Nick Oswald, who co-wrote The Essential History of Rugby Union: Scotland, added: "I think the rugby players - along with everybody else who gave their lives for their countries - should be remembered and held in huge esteem.
"The rugby players as a group, particularly with the high amount of officers - they were leading from the front."
Scotland's War, a University of Edinburgh-led project, received a £75,000 funding boost from the Heritage Lottery Fund last week.
At the beginning of next year, a website will be launched featuring the stories of the rugby players and many more Scots, including Victoria Cross winners and others from every corner of the country.
One of the most famous players highlighted is David Bedell-Sivright.
Capped 22 times for Scotland, he was also the captain of the British Isles - a precursor of the British and Irish Lions. He is renowned as one of the hardest men to ever play the game, and a pioneer of the wing forward position.
Rugby internationals who died in World War One
Scotland - 31
England - 28
France - 21
Wales - 14
Ireland - 12
New Zealand - 12
Australia - 9
South Africa - 5
British Isles - 2
United States of America - 1
Source: Nigel McCrery, Into Touch
He played in three Triple Crown winning sides in 1901, 1903 and 1907 and also became the Scottish heavyweight amateur boxing champion in 1909.
When not terrorising the opposition on the pitch, he studied medicine and served as a surgeon in World War One. At Gallipoli, he was bitten by an insect and suffered acute septicaemia. He died, aged 34, in September 1915.
The stories of the rugby players also reflects the pointless waste of life that occurs in war.
Second Lieutenant Walter Sutherland, a Hawick man who was capped 13 times for Scotland, was killed in October 1918 - a month before the war ended - when he was hit by a stray shell as he cycled back to his men.
Another international who is sometimes not included in the list of players killed in the war is John Dods, a forward who won eight caps. He worked as a factor [estate manager] for a civilian contractor to the Royal Navy.
While at anchor, a party was held on board HMS Natal and Dods attended with his wife and three children. An unexplained explosion destroyed the ship and claimed the lives of at least 404 people, including Dods and his whole family.
For the Scottish Rugby Union, the sacrifice of those men who died in WW1 is remembered on a memorial at Murrayfield.
Isobel Irvine, Scottish Rugby media manager, says: "Scottish Rugby is massively proud of the contribution made by all the Scotland internationalists who made the ultimate sacrifice in the service of their country in all conflicts.
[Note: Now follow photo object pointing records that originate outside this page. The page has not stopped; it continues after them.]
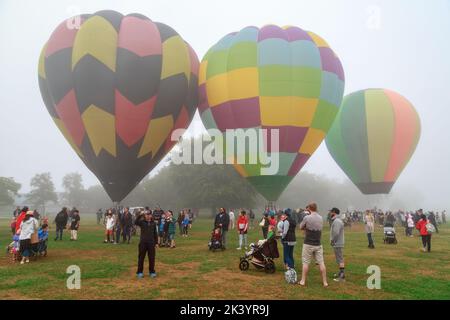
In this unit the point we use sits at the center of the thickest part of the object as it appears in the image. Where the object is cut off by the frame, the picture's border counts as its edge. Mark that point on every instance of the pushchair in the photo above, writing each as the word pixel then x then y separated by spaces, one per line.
pixel 389 234
pixel 216 240
pixel 261 256
pixel 39 249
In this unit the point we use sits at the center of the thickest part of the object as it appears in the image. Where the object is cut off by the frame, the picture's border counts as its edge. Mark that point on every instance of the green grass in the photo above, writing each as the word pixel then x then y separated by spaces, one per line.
pixel 191 271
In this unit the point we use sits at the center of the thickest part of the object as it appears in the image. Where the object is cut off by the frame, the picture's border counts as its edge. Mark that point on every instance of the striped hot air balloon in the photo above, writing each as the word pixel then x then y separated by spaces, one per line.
pixel 373 137
pixel 116 87
pixel 272 78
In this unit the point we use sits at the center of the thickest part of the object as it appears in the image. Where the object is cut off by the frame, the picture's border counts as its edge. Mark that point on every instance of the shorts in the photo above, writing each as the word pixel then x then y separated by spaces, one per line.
pixel 339 254
pixel 309 251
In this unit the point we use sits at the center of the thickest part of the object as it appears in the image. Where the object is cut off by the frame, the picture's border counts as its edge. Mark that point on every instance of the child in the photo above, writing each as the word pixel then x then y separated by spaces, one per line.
pixel 109 227
pixel 13 225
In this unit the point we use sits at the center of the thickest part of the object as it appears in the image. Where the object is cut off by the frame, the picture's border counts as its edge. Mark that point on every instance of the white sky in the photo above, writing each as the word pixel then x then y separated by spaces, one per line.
pixel 402 45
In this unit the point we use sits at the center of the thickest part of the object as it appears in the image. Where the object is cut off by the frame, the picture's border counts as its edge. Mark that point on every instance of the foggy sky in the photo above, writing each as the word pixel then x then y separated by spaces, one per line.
pixel 400 45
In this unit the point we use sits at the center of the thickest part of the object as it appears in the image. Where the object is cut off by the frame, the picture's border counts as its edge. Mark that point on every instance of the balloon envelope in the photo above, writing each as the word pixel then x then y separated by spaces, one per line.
pixel 116 87
pixel 373 138
pixel 272 78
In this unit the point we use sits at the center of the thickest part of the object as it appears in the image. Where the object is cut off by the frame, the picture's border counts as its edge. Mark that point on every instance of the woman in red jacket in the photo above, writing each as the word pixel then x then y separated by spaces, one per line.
pixel 426 236
pixel 242 228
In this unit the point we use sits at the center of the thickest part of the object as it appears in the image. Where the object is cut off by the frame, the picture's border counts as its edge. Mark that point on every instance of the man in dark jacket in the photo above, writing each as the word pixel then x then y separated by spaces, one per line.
pixel 147 243
pixel 127 224
pixel 61 221
pixel 222 221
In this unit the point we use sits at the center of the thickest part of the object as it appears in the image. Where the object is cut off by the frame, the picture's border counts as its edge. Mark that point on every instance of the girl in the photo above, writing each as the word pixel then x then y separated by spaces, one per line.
pixel 242 227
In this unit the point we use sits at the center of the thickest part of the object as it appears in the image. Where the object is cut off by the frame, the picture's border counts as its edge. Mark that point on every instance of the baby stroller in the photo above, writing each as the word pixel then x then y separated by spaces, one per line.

"We especially remember the 30 internationalists who never returned from active service in the First World War, and those who lost their lives before and since, every year at a Remembrance Day service at the Memorial Arch within Murrayfield's ground.
"This year's service, of course, held a special poignancy, underlined when looking at the team photograph of the last international before the war, against England on 21 March 1914, and seeing the number of players who never returned to pull on the international jersey."
The Scotland's War website - a collaboration involving a number of organisations including councils and the National Library of Scotland - is expected to go live at the beginning of 2015.
It will be added to until 2019, and is then expected to be preserved by the National Library.
Yvonne McEwen, the project's director, says: "I am hoping that people will have a very different perception about Scotland's role in the war by the time we are finished this.
"Anecdotally, we have talked about how Scotland gave so much to the war effort. There has never been a real concerted effort to find out how much Scotland gave.
"I am hoping that by the time we have completed this project people will realise how much this little nation gave to the war effort."